I have the HDS5 w/ Lake Insight, and at first I loved it. Now that I have owned it for a few months... not so much.

The thing definitely has a few bugs, or issues. I can get it all setup how I want it and run around the lake for several hours without any problems... then all of a sudden it will:1) Turn itself off, and back on. 2) Switch background colors. 3) Change frequency on the transducer. 4) Sensitivity and color adjustments go to 0% ... can't see a darn thing!

The downloads, or updates that Lowrance is offering to the consumer for these units is only for those that purchase Navionics chips. They have no advice for me and my issues, and I'm not happy with the $799 purchase!


----------



## Alwsfishin (Apr 5, 2004)

LCX 38HD I've had it for 2+ yrs, excellent unit for the money.


----------



## roger23 (Mar 7, 2007)

SumpinWong said:


> I have the HDS5 w/ Lake Insight, and at first I loved it. Now that I have owned it for a few months... not so much.
> 
> The thing definitely has a few bugs, or issues. I can get it all setup how I want it and run around the lake for several hours without any problems... then all of a sudden it will:1) Turn itself off, and back on. 2) Switch background colors. 3) Change frequency on the transducer. 4) Sensitivity and color adjustments go to 0% ... can't see a darn thing!
> 
> The downloads, or updates that Lowrance is offering to the consumer for these units is only for those that purchase Navionics chips. They have no advice for me and my issues, and I'm not happy with the $799 purchase!


I can't see mine with sunglasses on ,,I all ways turn my back lite up to 10,,low battery voltage will cause it to turn on and off as will a bad connection,,,I would not recommend this unit to anyone,,to complicated to use!!!!


----------



## papaperch (Apr 12, 2004)

I have read on several sites that Lowrance has had more than its share of problems with the HDS series. I am not bashing Lowrance just stating what I have read. The main problem from what I've read is the units are not water sealed very good. Moisture creeping into them causes them to short out.

The complaints must be valid as Lowrances customer service ( normally very good ) is taking a beating as far as co-operation and turn around time.

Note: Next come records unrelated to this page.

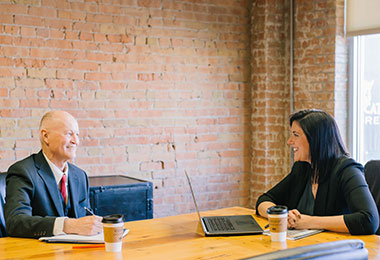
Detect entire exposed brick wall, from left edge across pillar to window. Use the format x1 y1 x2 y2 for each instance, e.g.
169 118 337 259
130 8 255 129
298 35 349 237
0 0 346 217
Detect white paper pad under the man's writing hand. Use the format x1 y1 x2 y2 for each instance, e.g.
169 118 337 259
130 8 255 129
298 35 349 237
39 229 129 244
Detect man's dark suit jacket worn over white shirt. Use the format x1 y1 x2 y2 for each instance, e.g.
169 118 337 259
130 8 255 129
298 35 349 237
4 151 89 238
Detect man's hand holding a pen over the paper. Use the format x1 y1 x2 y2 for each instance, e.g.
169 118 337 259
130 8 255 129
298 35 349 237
63 216 103 236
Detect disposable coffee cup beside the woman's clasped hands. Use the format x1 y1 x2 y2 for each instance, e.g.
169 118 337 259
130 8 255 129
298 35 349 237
267 205 288 242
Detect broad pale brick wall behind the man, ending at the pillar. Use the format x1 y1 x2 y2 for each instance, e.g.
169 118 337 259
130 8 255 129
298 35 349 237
0 0 251 217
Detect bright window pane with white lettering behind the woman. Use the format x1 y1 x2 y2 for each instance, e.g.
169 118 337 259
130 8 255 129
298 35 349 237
349 34 380 165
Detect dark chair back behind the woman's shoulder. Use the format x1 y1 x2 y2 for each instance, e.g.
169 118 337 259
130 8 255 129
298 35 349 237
364 160 380 235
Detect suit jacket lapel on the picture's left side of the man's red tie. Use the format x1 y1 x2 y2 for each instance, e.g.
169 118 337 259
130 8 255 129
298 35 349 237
35 150 65 216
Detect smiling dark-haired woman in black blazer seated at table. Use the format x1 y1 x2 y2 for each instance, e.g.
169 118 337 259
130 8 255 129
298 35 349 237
256 110 379 235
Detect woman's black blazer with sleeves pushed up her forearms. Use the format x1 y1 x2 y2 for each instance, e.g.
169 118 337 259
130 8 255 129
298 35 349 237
256 156 379 235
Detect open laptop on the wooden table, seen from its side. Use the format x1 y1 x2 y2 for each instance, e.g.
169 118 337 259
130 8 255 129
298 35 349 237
185 171 263 236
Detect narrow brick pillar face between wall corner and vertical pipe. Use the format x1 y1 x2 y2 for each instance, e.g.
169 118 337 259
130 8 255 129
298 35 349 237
250 1 290 206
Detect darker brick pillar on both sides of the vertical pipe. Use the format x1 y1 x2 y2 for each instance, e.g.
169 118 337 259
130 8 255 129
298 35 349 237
250 0 347 206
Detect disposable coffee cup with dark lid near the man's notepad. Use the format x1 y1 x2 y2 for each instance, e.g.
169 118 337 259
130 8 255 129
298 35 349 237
102 214 124 252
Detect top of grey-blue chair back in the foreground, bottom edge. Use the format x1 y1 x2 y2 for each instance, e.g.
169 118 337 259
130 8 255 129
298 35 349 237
245 239 368 260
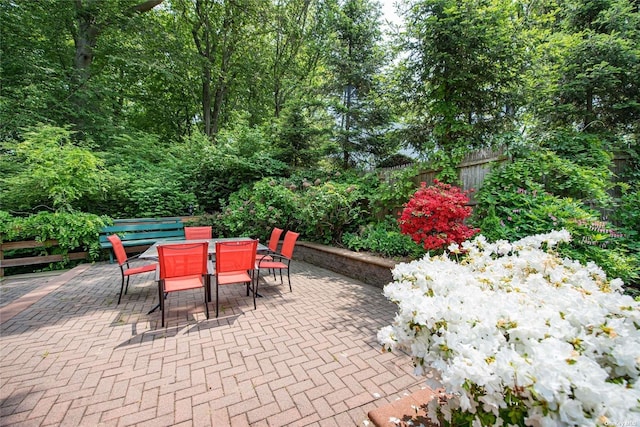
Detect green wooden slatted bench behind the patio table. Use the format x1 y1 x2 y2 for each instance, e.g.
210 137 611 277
100 217 184 262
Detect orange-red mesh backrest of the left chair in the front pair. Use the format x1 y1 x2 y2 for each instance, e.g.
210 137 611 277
158 242 209 279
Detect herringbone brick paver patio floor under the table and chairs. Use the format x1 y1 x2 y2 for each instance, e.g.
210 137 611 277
0 261 424 427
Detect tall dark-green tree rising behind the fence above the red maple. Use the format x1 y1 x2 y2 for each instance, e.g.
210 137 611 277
399 0 524 162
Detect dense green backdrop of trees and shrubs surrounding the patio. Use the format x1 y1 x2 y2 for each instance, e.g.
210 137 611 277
0 0 640 290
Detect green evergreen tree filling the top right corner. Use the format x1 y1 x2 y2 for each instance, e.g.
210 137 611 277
534 0 640 133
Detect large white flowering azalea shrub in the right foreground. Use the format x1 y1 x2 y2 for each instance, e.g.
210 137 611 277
378 230 640 427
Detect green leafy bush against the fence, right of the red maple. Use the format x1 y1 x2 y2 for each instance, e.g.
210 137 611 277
472 153 638 284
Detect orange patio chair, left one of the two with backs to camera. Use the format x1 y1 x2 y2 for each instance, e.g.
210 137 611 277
158 242 210 327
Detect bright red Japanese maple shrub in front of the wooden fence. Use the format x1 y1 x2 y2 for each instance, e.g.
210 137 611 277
398 180 480 250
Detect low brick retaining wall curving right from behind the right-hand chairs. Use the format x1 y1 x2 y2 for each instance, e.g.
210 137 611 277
294 242 397 288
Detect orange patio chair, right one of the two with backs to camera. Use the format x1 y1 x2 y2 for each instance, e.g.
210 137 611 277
215 240 258 317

For what these units cost one would think that more research would have been done prior to retailing these units.

I hope Lowrance did not follow the business plan of Winchester back in 1964. For those of you who are into guns know why the term pre-64 determines the value of your gun. A short explanation of what Winchester did was " So what if its junk as long as the Winchester name on it. It will sell ". It did work until the American consumer caught on. Hopefully Lowrance is not following this plan and these units are a glitch in their company's history.

From what I have read they ( Lowrance ) has a lot of consumer unrest now and a major effort will have to be made to regain these disgruntled customer's loyalty again.


----------



## sixtyminutes (Jan 3, 2009)

I love mine. I hope I don't have any trouble with it. I would definitely buy another one. I am planning a HDS10 if I can save up the funds. The detail and target separation of the sonar is the best I've ever seen. The unit in auto mode makes adjustment so that I hardly ever need to tune it. It reads at high speeds. It is a bit complex but it has a ton of features. It's kinda like computer software. You just gotta play with it and get to know it.
The GPS / chart plotter is something I will never be without if I have a choice. Everyone has an opinion, but I am very pleased with everything but the price. But then again, Hummingbird is just as expensive for a similar unit. 

I have owned Eagle, Humminbird, Lowrance and Garmin. I am very critical of my electronics as I consider them one of the most important tools I have for the kind of fishing that I do.


----------



## Shortdrift (Apr 5, 2004)

papaperch said:


> From what I have read they ( Lowrance ) has a lot of consumer unrest now and a major effort will have to be made to regain these disgruntled customer's loyalty again.


 I can vouch for the above based on experience.


----------



## pezman38 (Nov 9, 2009)

I like my HDS 5. I had some issues but the dealer took care of it.


----------